"Only a little drop—just necessary to make it keep," said Miss Barker. "You know we put brandy paper over preserves to make them keep. I often feel tipsy myself from eating damson tart."
I question whether damson tart would have opened Mrs. Jamieson's heart as the cherry brandy did; but she told us of a coming event, respecting which she had been quite silent till that moment.
"My sister-in-law, Lady Glenmire, is coming to stay with me." There was a chorus of "Indeed!" and then a pause. Each one rapidly reviewed her wardrobe, as to its fitness to appear in the presence of a baron's widow; for of course a series of small festivals were always held in Cranford on the arrival of a visitor at any of our friends' houses. We felt very pleasantly excited on the present occasion.

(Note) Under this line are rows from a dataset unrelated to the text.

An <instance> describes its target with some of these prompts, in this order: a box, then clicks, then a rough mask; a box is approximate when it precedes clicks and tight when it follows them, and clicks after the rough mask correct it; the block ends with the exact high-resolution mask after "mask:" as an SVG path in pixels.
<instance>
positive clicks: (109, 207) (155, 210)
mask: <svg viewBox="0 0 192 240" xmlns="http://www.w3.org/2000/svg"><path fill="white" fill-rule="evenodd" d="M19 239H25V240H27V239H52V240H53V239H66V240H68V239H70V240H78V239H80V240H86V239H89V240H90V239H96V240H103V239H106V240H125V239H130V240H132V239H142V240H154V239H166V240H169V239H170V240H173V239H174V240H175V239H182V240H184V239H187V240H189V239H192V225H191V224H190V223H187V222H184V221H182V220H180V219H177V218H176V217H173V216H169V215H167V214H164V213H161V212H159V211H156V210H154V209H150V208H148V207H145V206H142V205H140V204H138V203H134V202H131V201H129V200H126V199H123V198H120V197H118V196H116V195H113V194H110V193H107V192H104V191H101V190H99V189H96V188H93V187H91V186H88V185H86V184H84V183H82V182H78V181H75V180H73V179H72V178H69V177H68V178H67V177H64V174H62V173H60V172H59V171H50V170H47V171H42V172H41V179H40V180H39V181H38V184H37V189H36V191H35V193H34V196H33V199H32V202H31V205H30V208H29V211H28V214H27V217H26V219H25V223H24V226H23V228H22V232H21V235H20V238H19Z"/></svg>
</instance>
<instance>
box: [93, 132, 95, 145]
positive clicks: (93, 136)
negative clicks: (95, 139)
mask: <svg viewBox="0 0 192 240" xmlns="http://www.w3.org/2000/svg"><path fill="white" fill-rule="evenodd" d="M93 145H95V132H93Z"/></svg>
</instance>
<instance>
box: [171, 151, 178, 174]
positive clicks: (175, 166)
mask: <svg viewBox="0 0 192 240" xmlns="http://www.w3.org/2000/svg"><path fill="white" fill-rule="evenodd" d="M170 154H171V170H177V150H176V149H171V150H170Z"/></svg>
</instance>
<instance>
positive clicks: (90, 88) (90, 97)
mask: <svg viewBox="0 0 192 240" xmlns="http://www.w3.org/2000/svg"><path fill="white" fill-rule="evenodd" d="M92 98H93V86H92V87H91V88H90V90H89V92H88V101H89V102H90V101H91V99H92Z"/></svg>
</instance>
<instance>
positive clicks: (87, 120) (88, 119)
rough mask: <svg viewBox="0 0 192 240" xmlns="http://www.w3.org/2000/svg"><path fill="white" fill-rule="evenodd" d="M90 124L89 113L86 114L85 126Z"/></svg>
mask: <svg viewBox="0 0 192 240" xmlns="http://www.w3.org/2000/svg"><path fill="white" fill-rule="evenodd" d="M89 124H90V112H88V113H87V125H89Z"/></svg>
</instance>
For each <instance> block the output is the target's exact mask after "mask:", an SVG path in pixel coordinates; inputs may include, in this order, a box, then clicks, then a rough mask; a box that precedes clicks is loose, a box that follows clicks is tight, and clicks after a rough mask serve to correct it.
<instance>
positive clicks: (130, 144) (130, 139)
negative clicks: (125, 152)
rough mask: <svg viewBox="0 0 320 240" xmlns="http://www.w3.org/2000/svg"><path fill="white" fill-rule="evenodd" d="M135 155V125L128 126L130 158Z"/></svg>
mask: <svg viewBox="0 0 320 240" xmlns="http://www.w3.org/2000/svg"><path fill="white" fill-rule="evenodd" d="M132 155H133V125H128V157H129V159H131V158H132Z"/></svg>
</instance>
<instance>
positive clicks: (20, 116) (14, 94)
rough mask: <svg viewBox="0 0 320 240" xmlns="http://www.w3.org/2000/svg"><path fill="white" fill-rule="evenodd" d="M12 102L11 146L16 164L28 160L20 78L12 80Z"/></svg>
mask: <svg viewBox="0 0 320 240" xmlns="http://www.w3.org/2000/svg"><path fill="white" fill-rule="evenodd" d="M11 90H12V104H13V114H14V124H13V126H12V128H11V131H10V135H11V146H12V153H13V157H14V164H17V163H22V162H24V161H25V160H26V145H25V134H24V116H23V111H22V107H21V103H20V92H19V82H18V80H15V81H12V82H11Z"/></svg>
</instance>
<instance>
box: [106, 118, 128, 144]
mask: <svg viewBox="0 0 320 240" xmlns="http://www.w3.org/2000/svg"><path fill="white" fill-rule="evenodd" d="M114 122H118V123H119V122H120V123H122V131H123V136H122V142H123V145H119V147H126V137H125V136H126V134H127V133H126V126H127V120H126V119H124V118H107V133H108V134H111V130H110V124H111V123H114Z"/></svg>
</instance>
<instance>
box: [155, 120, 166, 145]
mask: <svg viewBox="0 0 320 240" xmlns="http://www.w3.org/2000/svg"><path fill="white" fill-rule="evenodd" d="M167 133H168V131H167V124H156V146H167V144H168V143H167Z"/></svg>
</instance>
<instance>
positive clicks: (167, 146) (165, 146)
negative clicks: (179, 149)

Not long after this, the maids and the lanterns were announced. Mrs. Jamieson had the sedan-chair, which squeezed itself into Miss Barker's narrow lobby with some difficulty, and most literally "stopped the way." It required some skillful manœuvring on the part of the old chairmen (shoemakers by day, but when summoned to carry the sedan, dressed up in a strange old livery—long greatcoats with small capes, coeval with the sedan and similar to the dress of the class in Hogarth's pictures) to edge, and back, and try at it again, and finally to succeed in carrying their burden out of Miss Barker's front door. Then we heard their pit-a-pat along the quiet little street, as we put on our calashes and pinned up our gowns; Miss Barker hovering about us with offers of help, which if she had not remembered her former occupation, and wished us to forget it, would have been much more pressing.